Speach-To-Text / scripts /download_mgb3.py
MIP-Tech's picture
Deploy to HF Spaces
0db822c
"""
Download the MGB-3 Egyptian Arabic dataset from HuggingFace and convert it
into the same audio + JSON transcript format used by the local data pipeline.
Dataset: MightyStudent/Egyptian-ASR-MGB-3
16 hours of Egyptian Arabic speech from YouTube (comedy, cooking, drama,
sports, TEDx, etc.). Audio is already 16 kHz mono in most configs.
What this script does:
1. Downloads all splits of the dataset via the HuggingFace datasets library.
2. Saves each audio segment as a 16 kHz mono WAV to data/raw/audio/.

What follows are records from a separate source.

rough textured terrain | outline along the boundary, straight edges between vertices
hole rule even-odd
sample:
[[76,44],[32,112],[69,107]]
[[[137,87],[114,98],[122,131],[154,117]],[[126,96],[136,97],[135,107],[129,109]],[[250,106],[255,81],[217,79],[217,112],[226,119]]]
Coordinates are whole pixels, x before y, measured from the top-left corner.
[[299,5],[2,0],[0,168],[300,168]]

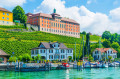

3. Saves a matching JSON transcript file to data/raw/transcripts/ with the
same stem, in the format expected by parse_transcripts.py:
{
"video_id": "mgb3_train_000000",
"title": "MGB-3 Egyptian ASR - train",
"transcript": [
{"start": 0.0, "duration": <seconds>, "text": "<raw text>"}
]
}
4. Writes data/mgb3/records_index.json as a summary index (optional, for
reference only — prepare_data.py reads the raw/ folder directly).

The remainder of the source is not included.